As such, labor economics deals with human resource management with respect to mathematical and economic point of view. With respect to wages, wage incentives and productivity share a direct relation. Employees who earn more wages are generally the ones who provide higher productive value to the organization/employer. Additionally, incentives such as promotions and bonuses are motivators for employees so that they work with more dedication and give high quality results that is beneficial for the employers. Labor Economics also sheds light on the conditions of the market (demand and supply) and how they affect the advancements of the employees and employers. On the other hand, human resources studies how employees and employers can navigate through chances with respect to employment and take decisions in the light of the requirements of the market.

It is important to keep in mind that the movements and conditions in the market with respect to unemployment and employment react to the shifts in wages, labor supply, labor demand and in general, the economy. For example, the recent COVID-19 outbreak has increased unemployment all over the world. In Latin America and the Caribbean alone, 41 million people were recorded as unemployed. These market shifts largely depend on how the market reacts and recovers from various shocks that also include regulatory oversight, product demand, interest rates, and higher raw material rates.

Lets take example of increased government oversight.
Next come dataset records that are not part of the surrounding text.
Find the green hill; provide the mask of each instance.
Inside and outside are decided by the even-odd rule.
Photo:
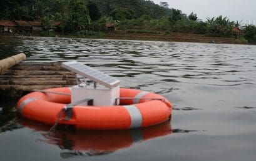
[[[91,0],[91,1],[97,4],[100,11],[104,16],[110,16],[111,11],[120,7],[132,9],[137,17],[146,14],[150,16],[152,18],[159,19],[164,16],[168,16],[172,13],[170,9],[160,6],[151,1]]]

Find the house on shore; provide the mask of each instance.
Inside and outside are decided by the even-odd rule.
[[[116,30],[116,26],[113,23],[108,22],[106,24],[106,27],[109,32],[115,31]]]
[[[0,20],[0,32],[13,33],[16,24],[8,20]]]
[[[240,37],[243,33],[243,31],[242,31],[238,27],[233,27],[232,29],[232,32],[233,32],[233,34],[237,38]]]
[[[31,25],[29,22],[25,21],[14,21],[14,22],[17,24],[17,31],[18,32],[31,32]]]
[[[39,34],[43,31],[44,26],[40,21],[29,21],[31,26],[33,34]]]

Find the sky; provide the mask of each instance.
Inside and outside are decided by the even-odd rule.
[[[227,16],[230,21],[242,20],[242,24],[256,25],[256,0],[153,0],[155,4],[167,2],[170,8],[182,10],[189,15],[197,14],[198,19]]]

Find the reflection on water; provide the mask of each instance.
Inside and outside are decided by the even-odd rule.
[[[256,158],[255,46],[2,37],[0,44],[1,57],[24,52],[29,62],[75,59],[118,77],[122,87],[160,94],[174,107],[172,130],[170,124],[148,130],[150,139],[140,144],[130,131],[58,131],[49,139],[44,135],[48,127],[7,129],[0,133],[0,160],[73,160],[88,154],[104,161]],[[0,107],[8,106],[4,102]],[[146,139],[144,130],[135,130],[137,140]],[[108,145],[101,149],[103,143]]]
[[[58,130],[51,135],[47,134],[51,126],[25,119],[21,119],[19,123],[43,136],[43,139],[36,139],[37,140],[68,150],[61,152],[61,156],[64,158],[107,154],[130,147],[135,143],[172,134],[169,120],[149,127],[126,130],[71,132],[63,130],[64,127],[62,127],[63,130]]]

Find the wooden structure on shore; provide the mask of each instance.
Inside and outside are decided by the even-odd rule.
[[[18,99],[34,89],[72,86],[75,76],[60,63],[21,62],[1,74],[0,97]]]

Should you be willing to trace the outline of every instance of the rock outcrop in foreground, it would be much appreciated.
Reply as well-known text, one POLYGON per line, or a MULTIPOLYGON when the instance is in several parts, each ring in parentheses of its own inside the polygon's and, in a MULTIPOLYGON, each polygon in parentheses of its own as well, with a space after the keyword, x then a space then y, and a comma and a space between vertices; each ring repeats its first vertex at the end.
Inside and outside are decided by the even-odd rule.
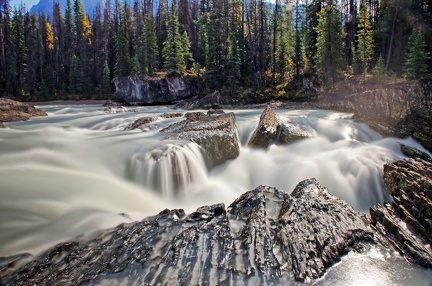
POLYGON ((125 271, 117 277, 142 285, 271 285, 320 277, 373 242, 363 215, 310 179, 291 195, 260 186, 227 209, 167 209, 87 243, 59 244, 15 273, 3 269, 1 278, 79 285, 125 271))
POLYGON ((48 114, 34 106, 7 99, 0 98, 0 127, 3 122, 27 121, 31 117, 47 116, 48 114))
POLYGON ((163 130, 170 133, 165 139, 188 140, 197 143, 204 151, 208 166, 220 165, 240 154, 234 113, 210 110, 207 114, 192 112, 186 120, 163 130))
POLYGON ((384 184, 393 202, 371 208, 372 224, 408 260, 432 268, 432 161, 385 165, 384 184))

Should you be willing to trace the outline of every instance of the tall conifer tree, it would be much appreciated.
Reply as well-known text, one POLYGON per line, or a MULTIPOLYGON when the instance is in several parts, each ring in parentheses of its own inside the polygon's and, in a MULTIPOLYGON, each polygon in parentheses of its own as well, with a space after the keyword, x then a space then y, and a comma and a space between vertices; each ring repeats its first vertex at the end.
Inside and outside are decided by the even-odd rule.
POLYGON ((418 79, 428 75, 426 61, 430 54, 426 51, 426 42, 420 32, 413 32, 408 40, 408 51, 404 65, 404 74, 410 79, 418 79))
POLYGON ((356 61, 363 74, 363 82, 366 81, 366 72, 373 55, 372 24, 366 1, 363 1, 360 9, 360 19, 357 31, 356 61))
POLYGON ((318 13, 315 69, 325 80, 334 83, 343 67, 344 32, 340 10, 330 1, 318 13))

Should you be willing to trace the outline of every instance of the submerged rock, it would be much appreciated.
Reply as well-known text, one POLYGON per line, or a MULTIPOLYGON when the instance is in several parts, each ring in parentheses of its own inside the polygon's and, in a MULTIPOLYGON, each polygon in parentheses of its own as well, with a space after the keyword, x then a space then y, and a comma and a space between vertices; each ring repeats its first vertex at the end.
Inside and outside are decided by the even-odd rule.
POLYGON ((423 160, 429 160, 429 159, 431 159, 431 157, 429 156, 429 154, 427 154, 427 153, 425 153, 423 151, 420 151, 417 148, 414 148, 414 147, 411 147, 411 146, 408 146, 408 145, 405 145, 405 144, 402 144, 402 143, 399 144, 399 146, 400 146, 400 149, 401 149, 402 153, 405 156, 409 157, 409 158, 412 158, 412 159, 420 158, 420 159, 423 159, 423 160))
POLYGON ((432 161, 385 165, 384 184, 393 202, 370 209, 372 225, 408 260, 432 268, 432 161))
POLYGON ((251 139, 248 142, 249 147, 267 148, 276 139, 279 122, 273 109, 267 105, 261 114, 259 123, 251 139))
POLYGON ((279 144, 289 144, 297 140, 310 138, 314 136, 315 131, 312 128, 299 126, 293 122, 283 122, 279 125, 279 144))
POLYGON ((129 284, 271 285, 318 278, 369 242, 374 236, 363 216, 310 179, 291 195, 260 186, 227 209, 166 209, 87 243, 59 244, 1 279, 79 285, 116 273, 129 284))
POLYGON ((257 128, 248 142, 249 147, 268 148, 273 143, 289 144, 312 137, 313 130, 293 122, 282 122, 268 105, 261 114, 257 128))
POLYGON ((189 140, 197 143, 204 151, 209 167, 235 159, 240 154, 239 139, 234 113, 204 114, 192 112, 186 120, 163 130, 171 133, 166 139, 189 140))
POLYGON ((157 120, 156 116, 139 118, 139 119, 135 120, 134 122, 132 122, 131 124, 129 124, 128 126, 126 126, 124 130, 138 129, 141 126, 155 122, 156 120, 157 120))
POLYGON ((47 116, 41 109, 36 109, 19 101, 0 98, 0 122, 27 121, 31 117, 47 116))

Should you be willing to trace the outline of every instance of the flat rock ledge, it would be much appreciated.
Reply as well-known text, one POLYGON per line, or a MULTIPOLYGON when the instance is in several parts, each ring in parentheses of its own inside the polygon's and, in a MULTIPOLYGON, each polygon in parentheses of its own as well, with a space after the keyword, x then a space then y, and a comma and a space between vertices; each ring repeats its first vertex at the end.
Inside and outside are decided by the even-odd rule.
POLYGON ((188 140, 204 151, 209 167, 235 159, 240 154, 234 113, 209 110, 207 114, 191 112, 186 119, 162 129, 167 140, 188 140))
POLYGON ((268 148, 271 144, 289 144, 313 136, 313 131, 293 122, 280 120, 270 105, 261 114, 257 128, 249 139, 252 148, 268 148))
POLYGON ((0 98, 0 128, 5 127, 3 122, 27 121, 31 117, 47 115, 44 110, 36 109, 32 105, 8 98, 0 98))
POLYGON ((387 164, 384 185, 393 202, 370 209, 372 225, 409 261, 432 268, 432 161, 387 164))
MULTIPOLYGON (((315 179, 291 195, 259 186, 186 215, 164 210, 86 243, 62 243, 19 270, 10 285, 79 285, 121 277, 137 285, 272 285, 310 282, 350 250, 374 243, 364 215, 315 179)), ((122 280, 125 282, 125 280, 122 280)))

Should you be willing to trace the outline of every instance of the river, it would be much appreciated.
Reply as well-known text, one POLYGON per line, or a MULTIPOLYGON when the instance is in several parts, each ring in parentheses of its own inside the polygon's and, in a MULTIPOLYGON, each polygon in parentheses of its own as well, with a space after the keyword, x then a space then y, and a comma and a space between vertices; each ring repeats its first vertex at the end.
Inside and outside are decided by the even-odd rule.
MULTIPOLYGON (((229 205, 258 185, 291 192, 311 177, 357 211, 368 212, 390 199, 382 166, 404 158, 398 144, 425 151, 411 138, 382 138, 354 122, 351 114, 323 110, 276 110, 282 120, 308 128, 314 136, 267 150, 250 149, 246 144, 262 110, 234 110, 240 156, 208 171, 195 143, 166 141, 159 133, 182 118, 159 118, 143 130, 124 130, 141 117, 185 111, 168 106, 117 113, 100 105, 41 108, 48 117, 0 129, 0 257, 38 254, 58 242, 90 238, 165 208, 190 212, 206 204, 229 205), (160 156, 167 150, 173 155, 160 156), (175 180, 172 160, 180 168, 175 180)), ((336 281, 430 285, 432 273, 396 253, 375 249, 366 256, 348 255, 317 283, 336 281)))

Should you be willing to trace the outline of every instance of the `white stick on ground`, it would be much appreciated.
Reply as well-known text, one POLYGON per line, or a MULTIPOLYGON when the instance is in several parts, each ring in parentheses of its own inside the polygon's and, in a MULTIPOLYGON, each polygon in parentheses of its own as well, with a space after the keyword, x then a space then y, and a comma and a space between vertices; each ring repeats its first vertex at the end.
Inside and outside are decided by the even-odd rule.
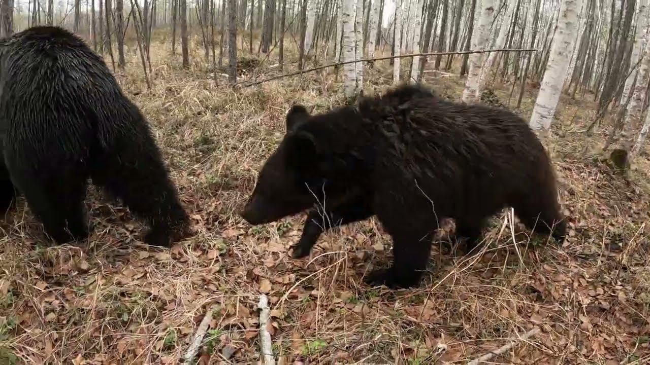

In this case, firms go for higher investments in their physical capital, such as machinery and tools, as compared to the human capital, meaning hiring of the employees. At the same time, they might look into offshore labor options to offload the work on their at-present employees. Another example can be the oil price hikes and fluctuation in exchange rates, which can in the long run effect the levels of employment. The biggest example of the shared relation between economics and HR is the participation of unions and their demands.

Wrap Up

While there similarities are not a lot, it is important for an individual to understand the market and how it works. Therefore, Business students shouldn’t think “is there someone who can do my economics homework for me?”, but instead should study basic Economics courses and do economics assignments to understand the underlying concepts of how an economy works.